Justificativa da alternativa correta (D):

A tireoglobulina é uma proteína produzida exclusivamente pelas células foliculares da tireoide. Após tireoidectomia total para carcinoma papilífero de tireoide, espera-se que os níveis séricos de tireoglobulina sejam indetectáveis ou muito baixos. Sua monitorização periódica é fundamental, pois um aumento ou presença detectável pode indicar persistência ou recidiva da doença.

De acordo com o documento “Câncer Diferenciado da Tireoide: Tratamento”, recomenda-se: “3 meses: Tg, TSH”, evidenciando o uso da tireoglobulina no seguimento pós-cirúrgico. Revisões sistemáticas (ex: UpToDate) e obras como Harrison’s Principles of Internal Medicine destacam igualmente esse marcador no segmento oncológico tireoidiano.

Análise crítica das alternativas incorretas:

A) Diagnóstico da Doença de Graves: O diagnóstico dessa doença baseia-se em dosagens de hormônios tireoidianos, TSH e anticorpos antirreceptor de TSH, e não em tireoglobulina. Esta não é útil para diagnóstico nem monitoramento da Doença de Graves (referência: PCDT da Tireotoxicose – Ministério da Saúde).

B) Diagnóstico e monitoramento de Tireoidite de Hashimoto: Os marcadores principais são anti-TPO e anti-tireoglobulina, sendo o anti-TPO o mais sensível.
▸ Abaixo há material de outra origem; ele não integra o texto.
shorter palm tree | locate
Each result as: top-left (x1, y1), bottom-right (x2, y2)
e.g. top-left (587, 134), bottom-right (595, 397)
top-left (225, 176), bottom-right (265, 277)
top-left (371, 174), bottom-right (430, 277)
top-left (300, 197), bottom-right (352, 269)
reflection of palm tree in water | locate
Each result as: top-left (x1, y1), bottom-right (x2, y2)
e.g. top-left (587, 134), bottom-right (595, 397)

Entretanto, a tireoglobulina sérica não é usada rotineiramente para diagnóstico/seguimento, pois não reflete atividade ou risco clínico.

C) Acompanhamento pós-operatório em pacientes com carcinoma de paratireoide: A paratireoide não produz tireoglobulina. O marcador desse carcinoma é o PTH (paratormônio), não a tireoglobulina.

Pegadinhas clássicas: Fique atento ao uso da palavra carcinoma com órgãos diferentes (tireoide vs paratireoide) e à confusão entre marcadores séricos. Tireoglobulina só é realmente aplicável ao seguimento do carcinoma diferenciado de tireoide.

Em resumo: O exame de tireoglobulina no soro é um instrumento de acompanhamento e não de diagnóstico primário, sendo D a alternativa correta segundo protocolos oficiais e literatura médica atual.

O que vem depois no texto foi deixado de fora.